During my many travel experiences, I consider myself fortunate to have come across, almost by accident, the beautiful Swiss village of Kandersteg, which lies close to the borders of the Kanton Valais, writes Terry Willey.
Some 15 years ago, I had decided to book a holiday to Switzerland to see the New Year in with my family, and while we had no particular aspirations to ski, it was perhaps for this reason that the travel agent directed us to this particular village.
The train journey, which took about two hours from Zurich, was well worthwhile in itself, winding its way around picturesque lakes and the surrounding mountains which basked in clear blue sky and acres of snow. Kandersteg lies on the east of the majestic Blumlisalp range of mountains and offers a busy railway link through the Lotshberg link to most major towns in Switzerland, as well as many cities in Germany, Holland, Belgium, Italy and France. The road from Spiez is well-built and the car train through the Lotshberg provides excellent connections to Italy and the Rhone Valley.
Tourists flock to Kandersteg to enjoy more than skiing, however. The area offers several toboggan runs, ice climbing, curling and ice skating, extensive designated walking options and local bus and train connections to the neighbouring municipalities of Kander-grund, Frutigen and Adelboden – the latter of which offers extensive skiing facilities.
Kandersteg village itself has a small population but offers the most wonderful scenic backdrop of mountain ranges and cable cars to the Oeschinen Valley. There is also a walk to the most stunning alpine lake situated at the foot of the Blumlisalp, which delights visitors from all over the world. The cafés and restaurants offer plenty of locally-prepared food, including everyone’s favourite, apple strudel complimented with a glass of warming Gluhwein. One of the favourite walks for tourists is through the Gemmi Pass. Whether or not is was used by the Romans , as speculated, there is certainly documentary evidence going back to the 13th century proving that Medieval traders used the Pass to transport goods.

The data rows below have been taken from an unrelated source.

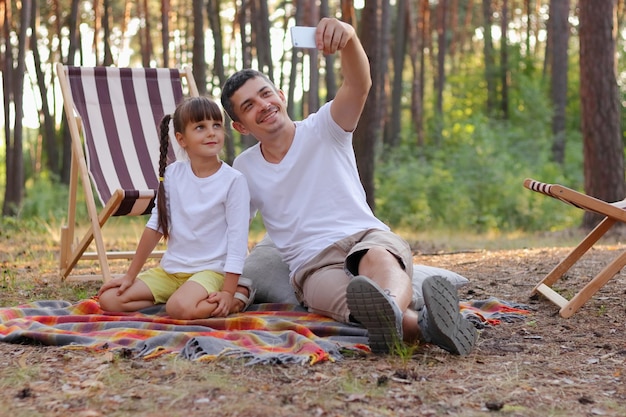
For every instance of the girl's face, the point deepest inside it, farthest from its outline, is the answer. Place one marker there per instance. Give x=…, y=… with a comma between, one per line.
x=202, y=139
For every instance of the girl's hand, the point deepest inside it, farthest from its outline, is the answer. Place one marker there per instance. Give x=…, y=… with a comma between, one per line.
x=224, y=301
x=121, y=283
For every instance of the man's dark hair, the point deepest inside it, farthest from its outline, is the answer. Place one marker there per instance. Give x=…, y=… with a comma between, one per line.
x=234, y=83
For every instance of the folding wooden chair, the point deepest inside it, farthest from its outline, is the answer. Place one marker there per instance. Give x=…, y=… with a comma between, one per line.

There are many excellent accommodation hotel options, but ours for the past nine years has been the Bernerhof Hotel, which affords the most magnificent mountain views from its guest rooms, along with excellent dining and a friendly welcome. An International Scouts Centre is also located at the far end of the village, towards the cable car to Sunnbuel with an altitude of 2000 metres and it’s here that serious walking and skiing can be undertaken.
Back in the village lie two impressive churches; one Roman Catholic and the other Evangelical, both offering regular services to the villagers and special concerts from time to time as an added attraction. The locals are very welcoming and always keen to offer you the best possible hospitality, communicating with impressive ease in Swiss, German, French and English.
Kandersteg has the sense of being almost a ‘lost world’ in the middle of the Swiss mountains, and for moments in high altitudes and when walking through the forests, it’s possible to experience that special moment of ‘total’ silence.
I shall never forget our first visit in 2000 with our family. We arrived in the village at around teatime to witness hundreds of people gathered in the centre with a Swiss band playing and awaiting with much excitement, the arrival of a former native of the village, Adolf Ogi, a member of the Swiss Government from 1988 to 2000, who was twice President of Switzerland during his time in Government. He was in Kandersteg to open a newly-provided street that would connect the village by either car or foot to the cable car station to Oeschinen and to be named in his honour as the Ogi Strasse. During his reign as President, he was able to demonstrate the individuality of Switzerland using Kandersteg as a fine example to many distinguished guests from all over the world and as a result of this, the people of Kandersteg became more aware of political affairs both internally and externally. Unlike the villagers and other regular tourists present at this special event, we were far from prepared for the shivering, sub-zero temperatures – but it was well worth the chill to have experienced this very special occasion!
Whether you visit Kandersteg in the summer or during the winter months, it’s unlikely to disappoint you with its magnificent scenery, numerous outdoor options and warm hospitality. It is most certainly a village that should not be missed should you travel to Switzerland.